041412 3lb, 10oz pre-wash. Humphrey, the moorit wether. The woman I bought it from said Humphry was a ‘fleece machine’ but sadly ‘his own brother’ so couldn’t be shown in a judging situation. I don’t know what that means; we tried to figure it out on the way home but couldn’t. I will email his owner and ask.
I haven’t spun CVM yet, so since I was attracted by the light brown (with some color variation) and the price was right for my budget, I bought it.
The woman I bought it from suggested soaking it in cold water for a few days, even up to a week, so some of the veggie/dirt loosens and breaks down. Peggy and I both have our fleeces soaking out in the garden so we can pour the gunky water on the new spring growth ~ a little natural fertilizer.
This was our first time attending the Wonderful Woolies Fiber Sale outside of Bellingham, WA. We arrived shortly after the 10:00am opening, only to find 2 friends, Natasha and AnnMarie, had been there ahead of us and purchased all the good fleece.
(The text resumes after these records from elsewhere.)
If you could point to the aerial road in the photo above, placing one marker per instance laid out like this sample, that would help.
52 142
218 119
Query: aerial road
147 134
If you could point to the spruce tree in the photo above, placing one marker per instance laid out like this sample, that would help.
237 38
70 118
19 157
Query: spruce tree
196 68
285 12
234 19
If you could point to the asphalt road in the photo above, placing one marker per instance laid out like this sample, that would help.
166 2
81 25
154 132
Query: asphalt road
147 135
KIDDING! They did get some good ones but not the sort we were after so, whew. Lot’s of Romeldale and CVM, some Shetland and Lincoln crosses. There were some beautiful black fleeces, SO gorgeous but out of my price range. Besides, black? I’d go blind. Seriously.
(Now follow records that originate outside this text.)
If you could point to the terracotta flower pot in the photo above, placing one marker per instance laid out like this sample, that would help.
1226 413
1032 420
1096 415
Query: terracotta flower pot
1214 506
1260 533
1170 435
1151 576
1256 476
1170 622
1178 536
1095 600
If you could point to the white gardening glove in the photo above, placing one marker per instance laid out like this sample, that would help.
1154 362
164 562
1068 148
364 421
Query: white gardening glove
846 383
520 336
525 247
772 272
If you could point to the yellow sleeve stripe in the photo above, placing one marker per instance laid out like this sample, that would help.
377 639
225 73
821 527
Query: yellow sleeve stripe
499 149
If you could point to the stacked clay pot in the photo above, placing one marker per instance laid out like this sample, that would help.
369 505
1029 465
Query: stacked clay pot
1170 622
This is more than just a fleece sale. There was also processed roving, yarn, Turkish drop spindles, and more. There were at least 3 farms involved and I overheard a conversation about a 4th who missed it because her processor couldn’t get her product to her in time. I think she had sent out her fleece to be spun.
An overall excellent adventure. We will no doubt be returning, if not every year than at least every other. This year we were shut out of Blacksheep because we didn’t make a motel reservation in December for the June event. Apparently there are Olympic trials happening in Eugene that week, as well as some other huge event and Blacksheep. Motels were completely booked by early January. Who knew? Lesson learned, though.
The Wonderful Woolies Fiber Sale is not a substitute for Blacksheep, because, really, how can you compare them, but it did take the sting out of not being able to go. We will definitely do it again.
The road-trip to Bellingham was excellent. Peggy, the Other Peggy and I left Edmonds around 8:15am, had breakfast at Fanny’s in Marysville ~ to mixed reviews. The service was good, the french toast was hot and so was the syrup, but it was served with a margarine/butter blend, which took it down a notch or two. The cornbeef hash was not good. The eggs were fine. BIG glass of orange juice was only $1 more than a very small glass of grapefruit juice. We didn’t try the coffee.
We stopped at a nursery on the way back, bought some ground cover strawberries and a whacked out pine thingy that looks like something from Little Shop of Horrors.
We also stopped at NW Handspun in Bellingham. A very crowded shop on the lower level, it was a relief to go upstairs to the spinning section. Other Peggy bought some Potluck fiber to use in her fledgling spinning career. Peggy and Other Peggy sat down with the Hansen electric when we got home, shortly after 6pm, and with snacks and glasses of wine, we had us some good spinning. Other Peggy took the Hansen home with her, to keep the vibe going on her own. We think she’ll be just fine.
For lunch we went to Fairhaven to one of the Other Peggy's favorite restaurants: Colophon Cafe and Deli. We enjoyed the food, walked around the neighborhood a little, found a new yarn shop which has been open only 2 weeks and is in the midst of serious growing pains as they only had Cascade products, and a very tiny amount of other things. It's a nice space, Mrs. Hudson's Yarn & Tea. I didn't see any tea, but I also didn't look for it. I was drawn next door to a kid's store with shiny objects that I just had to look at.